Soma'da hakka yürüyen 301 kardeşimizin acısının yüreklerimizi dağladığı bir zaman diliminde bulunuyoruz. Bu acılarla yeni bir Miraç kandiline ulaşmış bulunmaktayız. Öncelikle vaazımıza başlarken aramızdan ayrılan kardeşlerimiz için Yüce Rabbimizden merhamet, mağfiret diliyoruz.

Yüce Rabbimizin yaratmış olduğu biz kullara rahmetinin bolca tecelli ettiği bağışlanmak için tövbede bulunanlar için tövbe kapılarının açıldığı dualara icabet edildiği yeni bir kandil gecesine Miraç Kandiline kavuşmuş bulunmaktayız. Bu sebeple bizi bu güne eriştiren Allah-u Tealaya hamd ediyoruz.

Miraç kandili Recep ayının 27. gecesidir. Hicretten bir buçuk yıl kadar önce vuku bulmuştur. Hz. Peygamber bir gece Kâbe’nin çevresinde uyku ile uyanıklılık arası bir durumda iken Cebrail gelmiş onu Burak adlı, -bizce mahiyeti bilinmeyen- bir binite bindirerek, önce Kudüs’teki Mescid-i Aksa’ya götürmüş, oradan da göklere yükseltmiş “Sidretü’l-Müntehâ” denilen en üst makama ulaştırmıştır. Hz.
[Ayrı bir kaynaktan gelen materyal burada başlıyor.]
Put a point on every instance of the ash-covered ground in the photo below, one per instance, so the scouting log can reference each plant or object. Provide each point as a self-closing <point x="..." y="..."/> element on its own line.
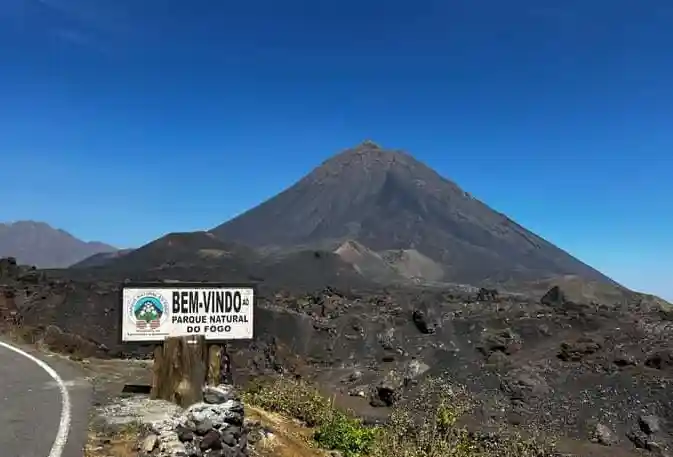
<point x="556" y="364"/>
Peygamber bu makamı da geçerek Cenabı Hakk’ın huzuruna erişmiştir.

Bu gece Sevgili Peygamberimiz şahsında “Miraç Mucizesi” olarak gerçekleşen, İsra ve Mirac olarak iki bölümden oluşan olayın ortak adıdır.  İsra, gece yürüyüşünün yani Peygamber Efendimizin bir gece Mescid-i Haramdan Mescid-i Aksaya gidişinin, Miraç ise Efendimizin Mescid-i Aksa’dan semaya yükselişinin adıdır.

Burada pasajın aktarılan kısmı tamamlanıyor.